Em 2021, Moçambique (apesar de não ser parte dos “pulmões” de África) ganhou créditos de carbono na ordem de 50 milhões de dólares, resultantes do compromisso do Governo com a redução de emissões de gases por desmatamento. A primeira verificação do Programa de Gestão Integrada da Paisagem da Zambézia em Moçambique no âmbito do Fundo de Carbono do “Forest Carbon Partnership” (FCPF) concluiu, nessa altura, a verificação de mais de 2 milhões de reduções de emissões, resultantes de uma melhor gestão do desmatamento.

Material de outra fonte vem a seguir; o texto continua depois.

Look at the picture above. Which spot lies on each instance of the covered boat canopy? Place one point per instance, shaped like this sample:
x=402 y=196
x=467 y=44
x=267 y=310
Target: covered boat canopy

O Gabão (já de volta aos “pulmões” de África) tem sido um participante activo neste cenário e foi o primeiro país africano a receber financiamento no valor de 17 milhões de dólares, em 2021, para travar a desflorestação da Iniciativa Florestal da África Central (CAFI), um programa lançado em 2019 e apoiado pela ONU que planeia desembolsar um total de 150 milhões de dólares dentro dos próximos dez anos. Além disso, em meados de 2022, o Fundo de Investimento Estratégico Gabonês (FGIS) aderiu à aliança Net-Zero Asset Owner, uma iniciativa lançada pela ONU que se compromete a fazer a transição de várias carteiras de investimento para a neutralidade de carbono.